Settling on the "sound library" model, we needed to find interesting ways to manipulate the sounds in real time. The support for sound playback in the VRML language seems to be very dependent on the platform you are running on. WindowsNT machines seem to be relatively unpredictable as to how they will handle sounds and they will rarely playback multiple sounds simultaneously and cleanly. SGI Indigos seem to be relatively stable and happy to playback multiple audio files without problem. That being said, the following are audio playback parameters that the VRML language specification gives us control over and how we chose to implement them:
Playback speed (relative pitch)
The user has control over the playback speed/pitch of the sound file for each of the three voices by moving a fader up or down. For any given voice, the sound can be transposed one full octave above and one full octave below its original sampled fundamental pitch by moving the fader to its extremes.
Intensity
The user has control over the intensity (volume) of a sound file for each of the three voices by moving a fader up or down.
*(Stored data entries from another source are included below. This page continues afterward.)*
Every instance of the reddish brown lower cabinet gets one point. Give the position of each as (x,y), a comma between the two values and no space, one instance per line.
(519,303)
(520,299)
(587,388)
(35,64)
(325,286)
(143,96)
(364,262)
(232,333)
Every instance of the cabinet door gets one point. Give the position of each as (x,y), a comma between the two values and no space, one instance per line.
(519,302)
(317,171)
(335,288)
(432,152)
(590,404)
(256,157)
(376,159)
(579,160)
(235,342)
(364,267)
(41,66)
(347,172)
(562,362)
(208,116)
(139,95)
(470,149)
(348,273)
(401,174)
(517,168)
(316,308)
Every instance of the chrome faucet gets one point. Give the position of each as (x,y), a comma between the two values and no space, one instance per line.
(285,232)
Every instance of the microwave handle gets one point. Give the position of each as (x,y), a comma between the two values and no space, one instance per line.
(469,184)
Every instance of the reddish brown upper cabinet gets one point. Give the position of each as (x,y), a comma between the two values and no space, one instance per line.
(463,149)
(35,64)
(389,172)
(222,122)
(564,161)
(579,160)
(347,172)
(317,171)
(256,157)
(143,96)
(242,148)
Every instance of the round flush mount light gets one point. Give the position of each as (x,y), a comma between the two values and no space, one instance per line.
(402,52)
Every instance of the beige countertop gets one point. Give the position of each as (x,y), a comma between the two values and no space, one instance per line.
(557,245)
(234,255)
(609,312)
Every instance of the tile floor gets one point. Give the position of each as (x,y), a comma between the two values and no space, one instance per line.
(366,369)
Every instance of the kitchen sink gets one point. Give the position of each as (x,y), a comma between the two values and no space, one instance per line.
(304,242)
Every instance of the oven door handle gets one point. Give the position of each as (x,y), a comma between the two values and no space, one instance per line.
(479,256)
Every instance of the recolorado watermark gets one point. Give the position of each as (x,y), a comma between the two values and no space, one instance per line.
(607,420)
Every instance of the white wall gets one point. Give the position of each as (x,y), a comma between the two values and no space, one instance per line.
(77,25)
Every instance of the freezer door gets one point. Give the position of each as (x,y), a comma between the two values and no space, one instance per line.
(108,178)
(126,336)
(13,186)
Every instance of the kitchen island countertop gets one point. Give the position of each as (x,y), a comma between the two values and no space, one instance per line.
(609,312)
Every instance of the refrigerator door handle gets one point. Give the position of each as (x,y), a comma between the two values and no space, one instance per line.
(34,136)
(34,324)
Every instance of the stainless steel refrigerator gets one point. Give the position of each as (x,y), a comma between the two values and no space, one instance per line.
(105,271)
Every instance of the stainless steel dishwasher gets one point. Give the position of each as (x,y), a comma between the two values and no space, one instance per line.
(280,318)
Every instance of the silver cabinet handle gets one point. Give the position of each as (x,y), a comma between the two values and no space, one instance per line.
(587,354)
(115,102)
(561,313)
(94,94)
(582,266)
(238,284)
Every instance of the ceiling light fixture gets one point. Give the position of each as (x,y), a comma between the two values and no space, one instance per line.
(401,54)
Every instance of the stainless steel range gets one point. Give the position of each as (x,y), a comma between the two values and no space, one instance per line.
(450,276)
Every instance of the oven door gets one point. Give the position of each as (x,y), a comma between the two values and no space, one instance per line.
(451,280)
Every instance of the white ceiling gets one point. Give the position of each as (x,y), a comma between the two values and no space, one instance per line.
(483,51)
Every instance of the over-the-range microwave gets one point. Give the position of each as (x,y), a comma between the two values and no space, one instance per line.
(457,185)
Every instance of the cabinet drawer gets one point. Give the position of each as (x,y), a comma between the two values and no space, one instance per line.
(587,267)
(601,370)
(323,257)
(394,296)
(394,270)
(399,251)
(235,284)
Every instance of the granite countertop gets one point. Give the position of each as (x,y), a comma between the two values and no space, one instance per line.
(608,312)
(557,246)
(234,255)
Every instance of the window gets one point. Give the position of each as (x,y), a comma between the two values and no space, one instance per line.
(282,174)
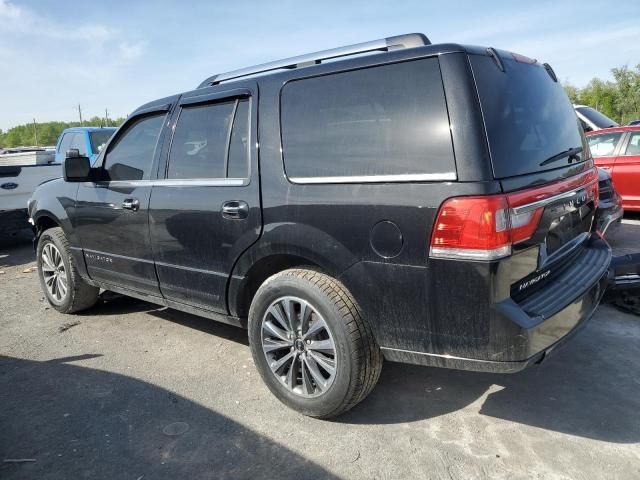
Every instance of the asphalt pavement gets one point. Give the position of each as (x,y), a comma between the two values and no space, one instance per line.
(128,390)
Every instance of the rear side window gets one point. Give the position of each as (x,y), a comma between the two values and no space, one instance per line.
(238,165)
(605,144)
(382,121)
(131,156)
(528,117)
(206,146)
(99,139)
(79,141)
(199,144)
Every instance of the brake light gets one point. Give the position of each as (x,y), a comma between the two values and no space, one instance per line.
(485,227)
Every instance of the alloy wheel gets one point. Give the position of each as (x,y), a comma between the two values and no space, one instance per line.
(53,272)
(299,347)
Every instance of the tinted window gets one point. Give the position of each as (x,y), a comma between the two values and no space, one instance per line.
(388,120)
(528,116)
(79,141)
(65,142)
(598,119)
(199,145)
(99,138)
(239,146)
(633,147)
(131,156)
(603,145)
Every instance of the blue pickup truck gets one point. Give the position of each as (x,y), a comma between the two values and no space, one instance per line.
(88,140)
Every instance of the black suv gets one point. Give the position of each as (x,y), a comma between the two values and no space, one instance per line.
(428,204)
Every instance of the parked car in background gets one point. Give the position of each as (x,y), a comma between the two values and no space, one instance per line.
(22,169)
(610,211)
(591,119)
(89,141)
(617,150)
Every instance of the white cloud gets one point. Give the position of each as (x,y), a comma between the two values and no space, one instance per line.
(8,10)
(130,51)
(56,65)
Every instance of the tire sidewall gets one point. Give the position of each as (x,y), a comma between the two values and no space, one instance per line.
(334,397)
(46,238)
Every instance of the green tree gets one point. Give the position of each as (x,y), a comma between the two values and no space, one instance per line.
(618,99)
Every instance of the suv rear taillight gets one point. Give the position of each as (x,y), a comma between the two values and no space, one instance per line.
(485,227)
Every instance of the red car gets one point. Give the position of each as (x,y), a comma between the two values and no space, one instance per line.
(617,150)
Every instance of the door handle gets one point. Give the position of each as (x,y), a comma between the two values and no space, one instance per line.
(235,209)
(131,204)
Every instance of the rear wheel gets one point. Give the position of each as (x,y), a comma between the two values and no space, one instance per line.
(311,345)
(65,290)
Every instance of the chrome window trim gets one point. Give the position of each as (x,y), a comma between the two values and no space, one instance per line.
(419,177)
(188,182)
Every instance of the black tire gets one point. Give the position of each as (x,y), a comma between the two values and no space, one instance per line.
(358,357)
(79,295)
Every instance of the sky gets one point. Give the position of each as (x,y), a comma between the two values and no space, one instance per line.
(118,55)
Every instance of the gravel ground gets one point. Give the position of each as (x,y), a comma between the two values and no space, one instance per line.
(132,391)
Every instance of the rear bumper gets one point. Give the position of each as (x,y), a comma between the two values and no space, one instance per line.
(540,340)
(525,333)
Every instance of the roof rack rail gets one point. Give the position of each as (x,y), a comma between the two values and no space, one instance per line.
(409,40)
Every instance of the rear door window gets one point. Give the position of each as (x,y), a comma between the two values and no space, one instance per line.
(528,117)
(387,121)
(633,147)
(131,156)
(604,145)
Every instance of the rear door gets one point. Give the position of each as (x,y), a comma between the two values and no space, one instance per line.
(626,172)
(112,213)
(206,210)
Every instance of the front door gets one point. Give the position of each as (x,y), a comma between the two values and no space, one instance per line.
(112,213)
(206,211)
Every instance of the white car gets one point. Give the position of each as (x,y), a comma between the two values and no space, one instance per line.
(21,171)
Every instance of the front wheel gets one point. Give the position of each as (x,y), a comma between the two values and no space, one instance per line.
(66,291)
(310,343)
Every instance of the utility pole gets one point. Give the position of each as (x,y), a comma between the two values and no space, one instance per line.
(35,131)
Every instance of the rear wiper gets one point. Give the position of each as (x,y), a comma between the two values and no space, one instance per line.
(571,153)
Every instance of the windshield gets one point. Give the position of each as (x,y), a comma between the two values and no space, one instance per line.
(99,139)
(597,118)
(528,117)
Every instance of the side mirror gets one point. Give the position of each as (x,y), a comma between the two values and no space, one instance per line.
(76,168)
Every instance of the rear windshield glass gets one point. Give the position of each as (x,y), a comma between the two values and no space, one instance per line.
(388,120)
(598,119)
(528,117)
(99,138)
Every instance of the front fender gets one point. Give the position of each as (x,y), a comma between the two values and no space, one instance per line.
(54,202)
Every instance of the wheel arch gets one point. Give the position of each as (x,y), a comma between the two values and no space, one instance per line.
(283,246)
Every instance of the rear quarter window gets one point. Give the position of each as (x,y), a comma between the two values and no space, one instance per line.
(381,121)
(528,117)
The playback intensity ranges from 0 (inaudible) to 1 (the original volume of the sampled sound file).
Spatialization
We chose, at this point, to make all sounds emanate from stationary point sources even though VRML allows sound sources to be moved in 3-D space. Each of the three voices has its own point of origin located at a different place in the environment. Consider it to be as though immovable loudspeakers are hanging on the walls inside the model.